Rac GTPases, RBC Cytoskeleton and Reactive Oxygen Species in Sickle-Cell Disease
We have demonstrated that deficiency of Rac1 and Rac2 GTPases in mice disrupts the normal hexagonal organization of the RBC cytoskeleton and reduces erythrocyte deformability. This is associated with increased phosphorylation of adducin at Ser-724, (corresponding to Ser-726 in human erythrocytes), a domain target of protein kinase C (PKC). PKC phosphorylates adducin and leads to decreased F-actin capping and dissociation of spectrin from actin, implicating a significant role of such phosphorylation in cytoskeletal remodeling. We evaluated adducin phosphorylation in erythrocytes from patients with sickle-cell disease and found it consistently increased at Ser-726. In addition, ROS concentration is elevated in sickle erythrocytes by 150-250 percent compared to erythrocytes from normal control individuals.

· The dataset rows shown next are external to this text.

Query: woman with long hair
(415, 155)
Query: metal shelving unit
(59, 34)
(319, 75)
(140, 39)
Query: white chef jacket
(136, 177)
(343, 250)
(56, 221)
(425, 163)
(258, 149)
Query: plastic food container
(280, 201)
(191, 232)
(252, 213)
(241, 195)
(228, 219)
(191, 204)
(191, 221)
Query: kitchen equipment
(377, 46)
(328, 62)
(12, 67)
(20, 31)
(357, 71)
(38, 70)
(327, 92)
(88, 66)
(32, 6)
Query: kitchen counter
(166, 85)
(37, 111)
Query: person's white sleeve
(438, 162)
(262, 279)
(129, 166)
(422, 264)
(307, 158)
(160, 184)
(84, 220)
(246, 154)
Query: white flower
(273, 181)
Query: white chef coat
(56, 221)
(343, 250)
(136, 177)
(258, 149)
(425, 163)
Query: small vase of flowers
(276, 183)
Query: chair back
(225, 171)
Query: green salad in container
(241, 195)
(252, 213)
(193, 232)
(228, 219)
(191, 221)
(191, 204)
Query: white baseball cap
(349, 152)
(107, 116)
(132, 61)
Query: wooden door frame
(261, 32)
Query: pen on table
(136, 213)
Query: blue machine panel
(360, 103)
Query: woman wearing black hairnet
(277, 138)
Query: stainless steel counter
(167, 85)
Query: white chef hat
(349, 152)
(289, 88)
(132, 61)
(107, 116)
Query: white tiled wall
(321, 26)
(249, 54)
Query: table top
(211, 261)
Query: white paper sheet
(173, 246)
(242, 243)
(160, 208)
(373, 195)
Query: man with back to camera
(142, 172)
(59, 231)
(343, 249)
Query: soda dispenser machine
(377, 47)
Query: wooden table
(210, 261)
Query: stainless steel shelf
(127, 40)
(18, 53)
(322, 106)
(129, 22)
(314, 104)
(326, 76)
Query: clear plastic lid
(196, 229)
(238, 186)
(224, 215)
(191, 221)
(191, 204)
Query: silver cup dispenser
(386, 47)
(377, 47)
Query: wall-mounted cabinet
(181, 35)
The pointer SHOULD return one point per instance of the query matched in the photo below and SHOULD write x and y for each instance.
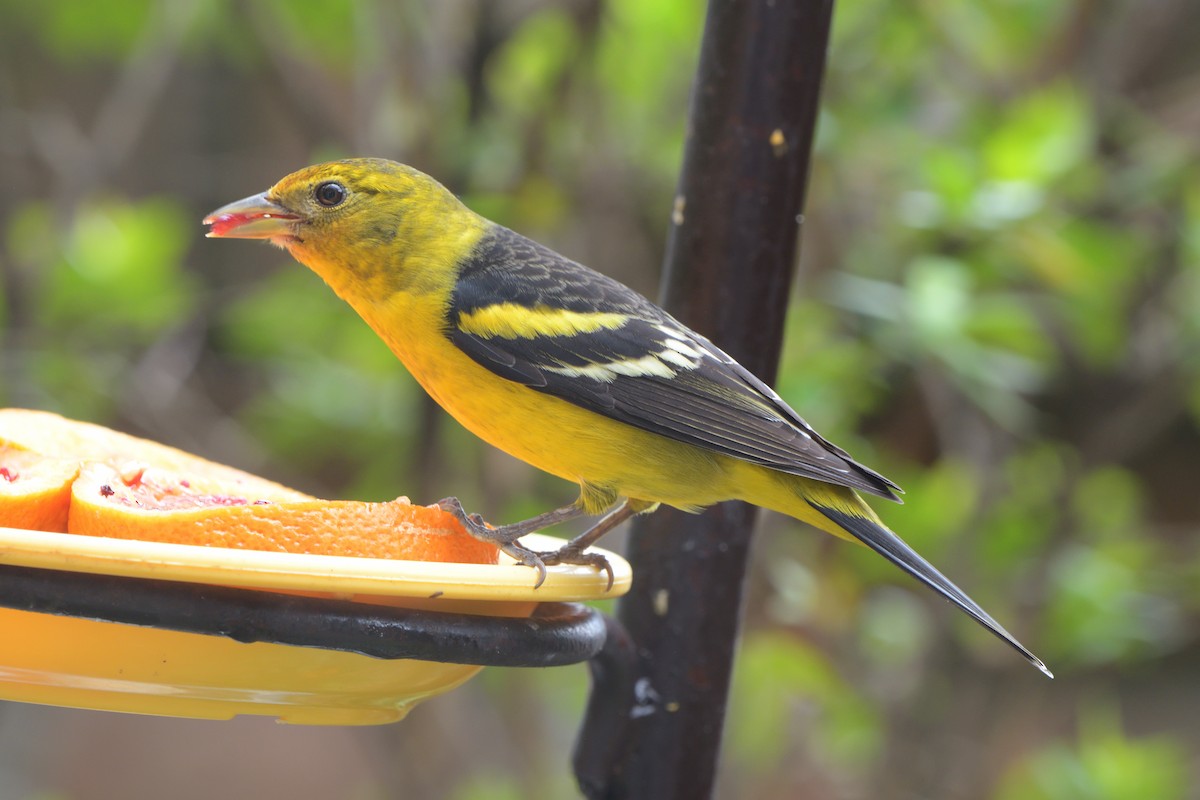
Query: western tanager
(563, 367)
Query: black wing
(645, 370)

Rac1 and Rac2 GTPases mediate reactive oxygen species (ROS) production via NADPH oxidase in a variety of cells. Inactive GDP-bound Rac proteins are sequestered in the cytosol by Rho GDP-dissociation inhibitors (RhoGDIs), which bind and mask the hydrophobic C-terminal region of Rac, the same region that is responsible for targeting Rac to the plasma membrane. The Rac GTPases are a critical component of NADPH oxidase complex, and their recruitment from the cytoplasm into the membrane-bound complex is necessary for NADPH oxidase activity.
The phagocyte NADPH oxidase was the first identified and best-studied member of the NOX family, contributing to microbial killing. Nox2 (previously called gp91phox) along with the p22phox subunit localizes in the membrane of intracellular vesicles in resting neutrophils. Upon activation, Rac GTPases mediate the association of p67phox with the catalytic subunit Nox2 to form the NADPH oxidase complex within the plasma or phagosomal membrane, which functions as a transmembrane redox chain that connects the electron donor (NADPH) in the cytosol with the electron acceptor (molecular O2) on the other side of the membrane (extracellular or intravesicular) to produce superoxide radicals.
Several studies provide evidence that PKC activation induces NADPH oxidase-mediated ROS production. In aortic endothelial and renal mesangial cells, it has been shown that high-glucose levels stimulate ROS production via a PKC-dependent activation of Rac1 and NADPH oxidase, and that this activation is inhibited by PKC inhibitors. In epithelial cell lines, activation of PKC results in increased phosphorylation of RhoGDIα that dissociates to allow Rac to translocate to the membrane and interact with membrane-associated activators. In neutrophils, PKC has been shown to activate NADPH oxidase by phosphorylation of Nox2 or phosphorylation of p47phox. Whether a similar mechanism is at work to generate ROS in erythroid cells, and more intriguingly, if abnormality of such a ROS-producing molecular complex is associated with sickle-cell disease phenotype, awaits future investigation (George et al. Blood Cells, Molecules, and Diseases. 45:41–45. 2010).